Unlike the iBook, which repaginates according to screen orientation and type choices, both the Kindle app and the Kindle gadget divide its text into “locations.”  I’m not sure how much text counts
as a “location,” but there seem to be about 12 “locations” visible on my screen at any one time, so a “location” seems to correspond to about 2 or 3 lines of text — that’s certainly enough to get a class focused on the same passage.  It’s very easy to grab the horizontal scroll bar and scan for the “location” number you want.

While the stubby joystick of my Kindle DX is awkward, the touchscreen interface of the Kindle app is beautiful.  Touch the right or left sides of the screen to turn the page; touch the top or bottom for a menu.  With the menu hidden, the screen is uncluttered and a joy to read.  The app syncs smoothly with my physical Kindle.

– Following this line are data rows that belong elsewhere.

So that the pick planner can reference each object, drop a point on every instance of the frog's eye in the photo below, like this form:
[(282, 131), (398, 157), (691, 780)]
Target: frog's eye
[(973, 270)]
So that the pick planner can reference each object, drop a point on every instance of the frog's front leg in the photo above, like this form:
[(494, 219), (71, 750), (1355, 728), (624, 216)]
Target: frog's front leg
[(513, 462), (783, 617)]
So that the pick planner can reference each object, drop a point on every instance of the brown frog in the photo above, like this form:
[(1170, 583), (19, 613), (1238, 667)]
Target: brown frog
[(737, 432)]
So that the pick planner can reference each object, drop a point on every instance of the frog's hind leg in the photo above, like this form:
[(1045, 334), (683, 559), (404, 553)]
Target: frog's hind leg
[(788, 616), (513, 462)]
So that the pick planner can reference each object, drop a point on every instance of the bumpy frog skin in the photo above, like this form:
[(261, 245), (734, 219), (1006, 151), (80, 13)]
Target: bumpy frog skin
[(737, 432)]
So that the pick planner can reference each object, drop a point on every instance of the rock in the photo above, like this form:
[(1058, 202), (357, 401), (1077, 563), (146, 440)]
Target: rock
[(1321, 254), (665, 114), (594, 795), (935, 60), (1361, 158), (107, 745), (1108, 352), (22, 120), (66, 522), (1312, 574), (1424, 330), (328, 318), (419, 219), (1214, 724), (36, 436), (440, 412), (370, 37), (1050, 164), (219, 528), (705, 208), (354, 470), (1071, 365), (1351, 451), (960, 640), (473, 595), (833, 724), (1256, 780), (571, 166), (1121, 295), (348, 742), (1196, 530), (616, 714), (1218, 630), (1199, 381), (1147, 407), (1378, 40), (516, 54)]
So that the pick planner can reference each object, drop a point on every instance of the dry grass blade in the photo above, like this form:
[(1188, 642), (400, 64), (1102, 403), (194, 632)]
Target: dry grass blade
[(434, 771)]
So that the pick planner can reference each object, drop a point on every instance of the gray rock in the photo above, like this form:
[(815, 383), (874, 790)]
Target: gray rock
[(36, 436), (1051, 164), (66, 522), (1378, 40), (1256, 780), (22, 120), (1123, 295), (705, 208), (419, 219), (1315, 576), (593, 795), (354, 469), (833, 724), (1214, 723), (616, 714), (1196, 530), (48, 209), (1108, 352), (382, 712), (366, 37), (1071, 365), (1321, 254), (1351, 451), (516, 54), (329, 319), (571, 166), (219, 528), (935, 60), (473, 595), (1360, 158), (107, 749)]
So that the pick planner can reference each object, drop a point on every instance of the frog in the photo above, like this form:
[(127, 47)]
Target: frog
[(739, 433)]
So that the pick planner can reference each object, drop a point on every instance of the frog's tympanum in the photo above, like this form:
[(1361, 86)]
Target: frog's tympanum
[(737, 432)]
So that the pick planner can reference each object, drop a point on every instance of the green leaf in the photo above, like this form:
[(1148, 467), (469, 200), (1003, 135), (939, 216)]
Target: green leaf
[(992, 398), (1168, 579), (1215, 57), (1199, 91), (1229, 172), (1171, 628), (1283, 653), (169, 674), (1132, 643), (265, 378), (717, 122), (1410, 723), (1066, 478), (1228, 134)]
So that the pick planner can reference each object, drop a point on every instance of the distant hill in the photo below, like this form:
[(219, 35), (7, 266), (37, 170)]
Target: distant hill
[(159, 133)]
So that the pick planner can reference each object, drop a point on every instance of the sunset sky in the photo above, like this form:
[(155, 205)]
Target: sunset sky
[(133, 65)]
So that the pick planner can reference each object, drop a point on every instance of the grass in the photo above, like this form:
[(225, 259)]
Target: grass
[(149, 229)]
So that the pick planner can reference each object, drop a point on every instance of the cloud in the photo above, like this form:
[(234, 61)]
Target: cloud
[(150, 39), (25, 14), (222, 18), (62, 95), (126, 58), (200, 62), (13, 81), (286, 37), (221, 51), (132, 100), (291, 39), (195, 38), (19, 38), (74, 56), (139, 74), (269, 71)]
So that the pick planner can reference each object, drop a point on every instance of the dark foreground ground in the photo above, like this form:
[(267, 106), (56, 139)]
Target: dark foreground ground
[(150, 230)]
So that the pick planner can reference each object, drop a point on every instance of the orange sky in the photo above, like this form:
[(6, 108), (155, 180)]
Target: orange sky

While the Kindle app only permits a single highlight color, and does not have an integrated dictionary, it does permit typed annotations. Unfortunately, it seems you need a physical Kindle in order to get the excerpts you highlighted and the notes you typed into a word processor. (The physical Kindle stores your annotations as an ordinary text file.)

I find it almost heartbreaking that the Kindle app omits a dictionary.

EHR

3 thoughts on “eBook Readers in a Literature Class: Reflections on Kindle DX, Kindle for iPad, iBook for iPad

  1. Goodreader for ipad is perfect, forget ibooks. I dont use my kindle anymore… goodreader + ipad is even better choice to read your favourite books.
    best regards from germany,
    tobias

  2. I totally prefer the Kindle to iBooks; and the Kindle APP to the iBook app, too. Just smarter, more reader-savvy, and like you say, Kindle is easier on the eyes (almost a relief after staring at a computer monitor all day).
    In English, I think we’re going to be relying on the laptops more than the ipads. And books more than ebooks. Laptops enable intertextual eyeball flicking. Or you can flick from a laptop to the ipad and back again.
    Speaking of which: use the ipad to illuminate the Kindle, too.
    Voila: gadget on gadget solutions. Oh, alright, it defeats the purpose of both.